Ciro foi candidato em 98 quando teve 10% de votação. Repetiu a presença em 2002 e registrou 12%.Havia decolado bem,mas cometeu erros ao longo da campanha,na primeira vitória de Lula, que o colocaram em terceiro lugar.No primeiro turno, Lula atingiu 47 pontos,contra 23 de Serra, 18 de garotinho.No segundo turno, curioso, os 30% de Garotinho e Ciro dividiram-se em partes iguais: Lula subiu de 47 para 62 e Serra de 23 para 38. A impressão que ficou de Ciro nas duas campanhas é que ele começa bem, mas sua candidatura perde força no decorrer dos acontecimentos. Mas esta é outra questão.

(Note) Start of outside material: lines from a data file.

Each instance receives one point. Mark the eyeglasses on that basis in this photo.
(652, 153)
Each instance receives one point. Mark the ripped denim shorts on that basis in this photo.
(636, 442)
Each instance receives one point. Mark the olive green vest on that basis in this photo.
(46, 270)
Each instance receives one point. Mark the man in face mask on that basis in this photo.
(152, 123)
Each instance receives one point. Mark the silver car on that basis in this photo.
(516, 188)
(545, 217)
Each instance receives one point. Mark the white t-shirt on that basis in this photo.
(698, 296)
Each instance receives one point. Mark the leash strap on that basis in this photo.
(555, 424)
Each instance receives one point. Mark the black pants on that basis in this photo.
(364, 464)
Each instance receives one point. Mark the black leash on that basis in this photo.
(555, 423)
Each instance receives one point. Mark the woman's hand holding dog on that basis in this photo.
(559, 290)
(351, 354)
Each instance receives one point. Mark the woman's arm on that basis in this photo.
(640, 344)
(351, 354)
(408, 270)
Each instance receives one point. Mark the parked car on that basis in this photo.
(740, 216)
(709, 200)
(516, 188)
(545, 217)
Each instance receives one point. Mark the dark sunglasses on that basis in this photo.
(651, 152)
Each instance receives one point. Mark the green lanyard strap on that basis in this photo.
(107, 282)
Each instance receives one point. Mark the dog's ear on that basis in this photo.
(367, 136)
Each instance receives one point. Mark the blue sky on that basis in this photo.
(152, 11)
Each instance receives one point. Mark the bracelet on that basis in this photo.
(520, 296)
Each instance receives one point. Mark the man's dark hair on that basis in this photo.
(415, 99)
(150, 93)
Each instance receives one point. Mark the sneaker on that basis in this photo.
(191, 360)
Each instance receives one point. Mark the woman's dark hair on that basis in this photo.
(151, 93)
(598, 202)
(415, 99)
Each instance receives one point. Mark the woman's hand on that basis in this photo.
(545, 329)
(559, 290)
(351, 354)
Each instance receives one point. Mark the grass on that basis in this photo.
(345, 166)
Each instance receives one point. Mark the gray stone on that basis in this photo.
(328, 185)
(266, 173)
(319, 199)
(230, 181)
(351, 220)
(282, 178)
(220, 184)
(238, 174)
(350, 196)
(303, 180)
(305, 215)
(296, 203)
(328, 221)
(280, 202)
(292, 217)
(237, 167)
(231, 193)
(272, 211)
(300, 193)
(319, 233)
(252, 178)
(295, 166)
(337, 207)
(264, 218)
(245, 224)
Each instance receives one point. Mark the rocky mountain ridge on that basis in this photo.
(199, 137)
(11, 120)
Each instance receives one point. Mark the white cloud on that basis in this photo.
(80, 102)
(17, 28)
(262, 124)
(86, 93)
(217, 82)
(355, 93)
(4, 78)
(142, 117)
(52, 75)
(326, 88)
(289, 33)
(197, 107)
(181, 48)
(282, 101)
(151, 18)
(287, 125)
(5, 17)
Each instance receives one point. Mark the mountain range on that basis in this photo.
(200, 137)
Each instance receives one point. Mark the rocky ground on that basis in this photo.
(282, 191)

No caso de seu nome passar a ser uma alternativa para o Planalto, a impressão que dá é que Lula fez um aceno mais para forçar a mobilização do PT em torno de Dilma Roussef do que para conduzir a um divisionismo, uma duplicidade. Ele deve estar tentando produzir um impacto, principalmente junto aos setores que não confiam na perenidade de uma articulação com Ciro. Este o panorama sob o ângulo de Luis Inácio e do PT. Sob o ângulo de Ciro Gomes é outra a questão. As pesquisas do Datafolha, Sensus e agora Ibope, descortinaram uma nova leitura do cenário. Mas também é preciso considerar que é um pouco cedo para interpretações mais precisas.
Política tem tempos certos que somente a sensibilidade do momento identifica. Porém uma coisa é certa: dualidade de candidaturas não é possível. Apoios políticos, para funcionar, têm que ser incondicionais, sem restrições, vacilações. Sem atitudes pendulares. Pois o movimento pendular desfoca o sentido e reduz o impulso a favor. Não funciona. E, sobretudo, reflete-se na decisão do segundo turno. Não existe exemplo de apoio duplo na política brasileira que tenha dado certo. Pelo contrário.